Faculty & Scientific Staff
Bernard Khor, MD, PhD
Background Information
Dr. Khor received a Bachelor’s of Science in Biology from Massachusetts Institute of Technology, followed by an MD/PhD in Immunology from Washington University in St. Louis, studying basic features of T cell receptor recombination. He then completed a residency in Clinical Pathology at Massachusetts General Hospital and a fellowship in Transfusion Medicine at Harvard Medical School. He did postdoctoral work at Massachusetts General Hospital identifying novel pathways that regulate Treg differentiation. He joined Benaroya Research Institute in 2017 and is currently an Assistant Member.
Area of Research
Dr. Khor’s research is focused on understanding the mechanisms of immune dysregulation in people with Down syndrome with the goal of identifying new pathways that are of broad importance. One area of particular focus is understanding how and why immune aging is advanced in people with Down syndrome.
The lab has developed new tools to dissect the cellular immune architecture, and is now applying these to study antigen-specific cells to learn in great detail about how immune responses are dysregulated in people with Down syndrome.
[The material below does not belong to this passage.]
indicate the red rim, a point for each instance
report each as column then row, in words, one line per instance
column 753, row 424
We expect to uncover new drivers of aging, vaccine response, and autoimmunity relevant to people both with and without Down syndrome.
This work has helped develop the concept of building physiologically-based lenses to learn novel biology, which we are working to expand in scope. One candidate driver of immune dysregulation in people with Down syndrome is DYRK1A, which we showed regulates Th17/Treg differentiation. Work in the lab also seeks to dissect the underlying mechanisms and demonstrate clinical utility of DYRK1A inhibition.